A Brill Calendar: January 12
Explosion on the Rapenburg
Few historical disasters in Holland were as awesome as the one hitting Leyden on a dreary Monday, January 12, 1807, at a quarter past four in the afternoon; not far from the University ‘Aula’.
Early on that winter-morning a mercantile vessel had moored at the ‘Lange-brug’ and Rapenburg carrying several thousand pounds of gunpowder. When a spark reached it inadvertently some eight hours later, all hell broke loose.
When all was over and inventories made, 151 citizens were registered as perished. Over 200 years later these citizens are not seen as an anonymous mass. Among the people dying that day in Leyden was Professor Adriaan Kluit (Dordrecht, 1735), teaching since 1778 and patriarch of Medieval Studies in his country; as well as the scholar Jean Luzac (Leyden, 1746), befriended to John Adams, 2nd American President, and a classical philologist who made the newspaper ‘Gazette de Leyde’ an international publishing success. Added to the loss of all these lives were 218 ruined buildings beyond any repair: a whole neighbourhood shattered.
On the day itself, Louis Napoleon, first & last King ruling a short-lived ‘Kingdom Holland’ (1806 – 1810) before it was annexed to the French Empire - visited this ‘Ground Zero’. Myth & Legend have it that the brother of the Emperor joined search-parties personally in looking for victims the ensuing evening and night with torches. Furthermore His Majesty provided money and substantial means to alleviate the misery of his subjects during the aftermath. Naturally, his Royal compassion & generosity fostered Louis’s popularity.

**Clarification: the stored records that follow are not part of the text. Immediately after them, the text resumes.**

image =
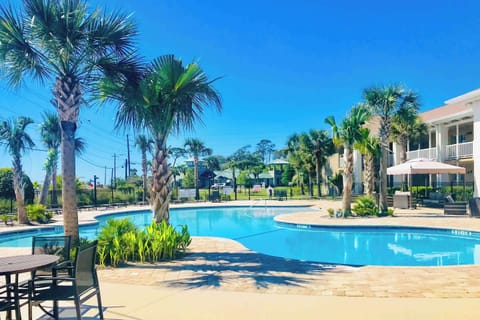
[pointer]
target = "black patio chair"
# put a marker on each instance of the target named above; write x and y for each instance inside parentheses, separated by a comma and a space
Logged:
(56, 245)
(79, 287)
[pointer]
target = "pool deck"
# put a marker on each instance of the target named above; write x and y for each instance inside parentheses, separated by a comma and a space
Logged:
(219, 279)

The City-council decided not to rebuild the devastated area. Leyden, at the time beyond its prime as prosperous municipality, was a sad place to look at for years following January 12, 1807. The decline, slow in coming and ending in a one-day cataclysm, would last until 1816, when the first steam engine in the nascent Kingdom of The Netherlands was installed in Leyden, signalling new prosperity for the ‘Bulwark of Freedom’. The area round the Lange-brug was untouched by regeneration till 1835, with the erection of a Church, (typically). Other real-estate projects there had still to wait for another fifteen years; until 1850.